Processing and Visualizing Clickstream Data Using R

Learning Analytics and Knowledge Conference 2022
Pre-conference Tutorial

Examples of What You’ll Learn

By the end of the tutorial, you will understand how to use R to transform clickstream data into structured datasets that capture different aspects of students’ click behaviors. These datasets can then be used to inspect, visualize, and model student learning.

Some examples include the following:

Generating Total Click Activity

The following plots and table provide descriptive information about students’ total number of clicks for the duration of the entire course. The histogram helps us understand the shape and spread of the total number of clicks, where the boxplot provides additional information about the interquartile ranges and observed outliers.

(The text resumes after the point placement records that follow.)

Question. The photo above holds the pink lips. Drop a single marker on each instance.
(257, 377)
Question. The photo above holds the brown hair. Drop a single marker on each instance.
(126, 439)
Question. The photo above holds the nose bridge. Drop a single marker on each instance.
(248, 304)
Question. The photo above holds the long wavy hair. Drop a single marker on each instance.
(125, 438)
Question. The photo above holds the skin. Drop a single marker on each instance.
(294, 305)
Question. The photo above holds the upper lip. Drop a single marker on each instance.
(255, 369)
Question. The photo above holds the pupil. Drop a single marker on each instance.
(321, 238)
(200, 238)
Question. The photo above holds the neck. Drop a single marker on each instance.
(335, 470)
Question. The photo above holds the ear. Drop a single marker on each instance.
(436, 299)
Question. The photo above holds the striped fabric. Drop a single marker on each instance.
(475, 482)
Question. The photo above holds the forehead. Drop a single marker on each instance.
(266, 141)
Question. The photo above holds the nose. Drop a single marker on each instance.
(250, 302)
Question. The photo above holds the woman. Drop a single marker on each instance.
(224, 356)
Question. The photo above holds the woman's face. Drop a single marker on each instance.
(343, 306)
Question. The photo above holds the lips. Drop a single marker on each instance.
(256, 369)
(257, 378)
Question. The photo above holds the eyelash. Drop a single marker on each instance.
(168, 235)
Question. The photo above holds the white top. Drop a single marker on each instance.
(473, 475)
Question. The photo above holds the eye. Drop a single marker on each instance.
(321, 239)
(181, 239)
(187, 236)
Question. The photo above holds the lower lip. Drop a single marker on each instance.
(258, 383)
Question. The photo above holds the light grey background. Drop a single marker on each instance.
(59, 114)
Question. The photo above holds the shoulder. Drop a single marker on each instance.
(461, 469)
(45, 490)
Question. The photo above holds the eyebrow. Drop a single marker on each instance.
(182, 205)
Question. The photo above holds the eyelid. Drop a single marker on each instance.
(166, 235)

More descriptive information is revealed in the summary table (e.g., mean, standard deviation, min, max).

Generating Click Activity Per Day by Resource Type

In this line chart, the different colors represent the total number of the clicks pertaining to a specific course resource (e.g., discussion board, video modules). The x-axis represents the number of days in the course, while the y-axis represents the total number of clicks on the course’s LMS. As one can observe, student click activity peaks four times (during exam days), and much of this activity is focused on accessing the course’s videos and slides. This type of data visualization can be done at the course-level (as shown below), aggregate-level (the course average), group-level (e.g., STEM vs. non-STEM Majors) or individual-level.

Generating Unique Visit Days and Final Course Score

This scatterplot shows the number of unique days students visited the course’s LMS (displayed in the x-axis) and its relationship to their final course score. We see that visiting the course’s LMS often over the length of the course is positively associated with final course scores. Looking closely at the data also reveals that a single student had very few visit days in the course’s LMS but received one of the highest course scores (red point), which is unlikely to occur and warrants inspecting.🧐